The crisis has many faces. It can wear the face of fear. And the fear is wholly justified: if you lose your job in this country and can’t find another, and you don’t have family to take care of you, you’ll probably wind up living rough on the street in a year’s time, surviving on the city’s once-a-day free meals. There are more of these faces on the city streets these days. The crisis is read in the faces of anger: not only the anger occasioned by the loss of a lifestyle that was ultimately unsustainable but also the righteous anger provoked by injustice. A government cannot demand sacrifices from its citizens when the corrupt go unpunished and the burden of taxation falls on those without the means, cunning or brashness to avoid paying their share, but more importantly, when leadership fails to provide a vision of recovery, as this government has. There is a limit to which prospects can diminish before austerity degrades into hopelessness.

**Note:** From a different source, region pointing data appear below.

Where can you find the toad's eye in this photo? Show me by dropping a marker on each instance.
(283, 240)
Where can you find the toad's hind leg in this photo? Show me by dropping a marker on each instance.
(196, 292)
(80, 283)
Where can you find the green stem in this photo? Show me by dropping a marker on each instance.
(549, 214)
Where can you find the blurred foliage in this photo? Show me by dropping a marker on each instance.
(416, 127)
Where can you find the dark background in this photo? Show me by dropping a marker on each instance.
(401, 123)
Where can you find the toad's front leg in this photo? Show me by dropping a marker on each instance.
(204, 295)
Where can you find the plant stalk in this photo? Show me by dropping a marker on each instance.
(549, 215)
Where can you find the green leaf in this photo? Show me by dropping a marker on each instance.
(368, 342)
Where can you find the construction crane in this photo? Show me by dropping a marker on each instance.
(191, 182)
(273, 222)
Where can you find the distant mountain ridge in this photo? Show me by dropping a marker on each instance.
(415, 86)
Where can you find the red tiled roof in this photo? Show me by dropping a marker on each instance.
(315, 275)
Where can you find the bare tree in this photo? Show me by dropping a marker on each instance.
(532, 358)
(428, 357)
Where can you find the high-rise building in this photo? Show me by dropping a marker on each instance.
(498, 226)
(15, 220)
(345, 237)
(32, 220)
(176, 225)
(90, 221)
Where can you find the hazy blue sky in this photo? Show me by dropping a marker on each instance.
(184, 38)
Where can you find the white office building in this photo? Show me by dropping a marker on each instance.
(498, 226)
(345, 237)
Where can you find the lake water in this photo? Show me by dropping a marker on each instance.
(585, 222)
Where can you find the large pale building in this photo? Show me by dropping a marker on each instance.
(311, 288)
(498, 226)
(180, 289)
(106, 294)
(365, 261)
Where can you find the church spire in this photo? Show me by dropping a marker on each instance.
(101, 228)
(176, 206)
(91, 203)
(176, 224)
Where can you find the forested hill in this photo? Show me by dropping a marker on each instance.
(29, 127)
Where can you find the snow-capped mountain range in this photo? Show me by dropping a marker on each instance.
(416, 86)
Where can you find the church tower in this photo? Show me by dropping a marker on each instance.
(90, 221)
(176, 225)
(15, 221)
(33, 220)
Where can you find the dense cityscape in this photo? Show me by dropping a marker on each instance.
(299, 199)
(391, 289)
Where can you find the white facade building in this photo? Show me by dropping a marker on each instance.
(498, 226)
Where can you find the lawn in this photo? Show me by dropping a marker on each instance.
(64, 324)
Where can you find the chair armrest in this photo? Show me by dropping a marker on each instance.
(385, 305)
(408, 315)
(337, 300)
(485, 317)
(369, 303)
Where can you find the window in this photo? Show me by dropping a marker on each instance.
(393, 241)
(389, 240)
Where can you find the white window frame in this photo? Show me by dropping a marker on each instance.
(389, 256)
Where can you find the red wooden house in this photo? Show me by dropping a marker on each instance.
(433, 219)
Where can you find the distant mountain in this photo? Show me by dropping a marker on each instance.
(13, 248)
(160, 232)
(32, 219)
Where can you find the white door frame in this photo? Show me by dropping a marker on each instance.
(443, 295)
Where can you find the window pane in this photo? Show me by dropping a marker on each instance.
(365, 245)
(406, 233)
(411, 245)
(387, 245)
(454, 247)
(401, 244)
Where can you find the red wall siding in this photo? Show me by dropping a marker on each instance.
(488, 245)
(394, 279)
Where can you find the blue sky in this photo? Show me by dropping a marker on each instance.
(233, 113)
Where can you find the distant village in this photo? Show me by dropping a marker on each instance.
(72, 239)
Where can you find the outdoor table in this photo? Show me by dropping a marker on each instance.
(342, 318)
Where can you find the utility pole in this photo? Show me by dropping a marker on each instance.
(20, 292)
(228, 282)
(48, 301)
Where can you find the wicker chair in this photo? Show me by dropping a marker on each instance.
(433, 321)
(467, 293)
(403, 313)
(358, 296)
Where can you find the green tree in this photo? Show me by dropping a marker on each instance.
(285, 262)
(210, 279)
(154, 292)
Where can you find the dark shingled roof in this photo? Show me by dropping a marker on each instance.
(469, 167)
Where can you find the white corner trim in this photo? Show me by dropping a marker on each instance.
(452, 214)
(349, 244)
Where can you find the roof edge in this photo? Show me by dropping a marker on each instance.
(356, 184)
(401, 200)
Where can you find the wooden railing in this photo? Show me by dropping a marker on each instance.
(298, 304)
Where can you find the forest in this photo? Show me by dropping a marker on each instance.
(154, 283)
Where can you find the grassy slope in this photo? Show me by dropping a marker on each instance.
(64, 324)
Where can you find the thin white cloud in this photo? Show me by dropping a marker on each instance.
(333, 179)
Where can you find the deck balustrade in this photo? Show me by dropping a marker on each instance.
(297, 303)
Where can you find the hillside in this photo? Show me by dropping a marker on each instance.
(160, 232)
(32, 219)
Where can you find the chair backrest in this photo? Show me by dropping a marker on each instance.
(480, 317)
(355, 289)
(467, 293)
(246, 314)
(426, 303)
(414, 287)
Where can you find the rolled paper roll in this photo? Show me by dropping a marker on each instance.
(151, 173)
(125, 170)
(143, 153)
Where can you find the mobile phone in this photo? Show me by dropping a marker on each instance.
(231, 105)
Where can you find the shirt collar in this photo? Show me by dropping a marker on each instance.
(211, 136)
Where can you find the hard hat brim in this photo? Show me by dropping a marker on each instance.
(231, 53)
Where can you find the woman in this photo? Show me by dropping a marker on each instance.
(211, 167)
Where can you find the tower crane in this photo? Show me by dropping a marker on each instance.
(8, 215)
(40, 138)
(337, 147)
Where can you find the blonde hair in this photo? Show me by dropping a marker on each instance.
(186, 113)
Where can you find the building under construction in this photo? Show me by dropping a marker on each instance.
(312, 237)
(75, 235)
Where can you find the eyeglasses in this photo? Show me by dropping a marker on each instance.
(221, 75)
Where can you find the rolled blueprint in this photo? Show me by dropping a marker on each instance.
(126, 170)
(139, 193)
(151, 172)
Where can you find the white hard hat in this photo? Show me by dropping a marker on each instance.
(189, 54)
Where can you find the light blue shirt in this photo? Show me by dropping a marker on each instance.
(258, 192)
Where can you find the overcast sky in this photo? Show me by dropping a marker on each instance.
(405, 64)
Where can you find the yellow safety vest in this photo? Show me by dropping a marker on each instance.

We are not at that point yet, though we may soon be approaching it. Some families are truly suffering. But for the time being, many are making do. With a little help from friends and more from family. We are making do with less. Greeks have been doing this for centuries, of course, and I think they have a particular gift for doing so. Perhaps they haven’t entirely been uprooted from the culture of their forefathers. Perhaps it is their sense of history
Greek culture—yes, the culture of poverty—has historically embodied the ideal of the Apollonian lito (even when in tension with Dionysian excess) a hard-to-translate term that essentially means that which remains after all that is unnecessary and superfluous has been stripped away, the bare-bones essential. It is sometimes translated asaustere, and indeed, the word for austerity, as in the aforementioned government austerity program, is correctly translated with the substantive, litotita. But ‘austere’ has a trace of a joyless asceticism that is missing from the Greek lito.
What my cousin was seeing was precisely this genius for life lived at its most essential, something as unpretentious yet life-affirming as conversation with friends over an endless cup of coffee in an al fresco café on a summer evening. Even with the scandalously high price of a cup of freddo cappuccino, it’s a budget night out. After all, it’s just one cup and no waiter here would think of making such a crass motion as clearing the table once the coffee’s been drunk as if to signal it’s time for you to leave. Admittedly, many more of the patrons of the cafés now smoke hand-rolled cigarettes and fewer will continue on to dinner out. But the cafés are still packed.
I don’t know what my cousin expected to see. Deserted city squares? The mentality one finds in a state of siege? Mass depression?
What my cousin saw in Thisio is also one of the faces of the crisis. A face that speaks of survival and community. It is a good face to see.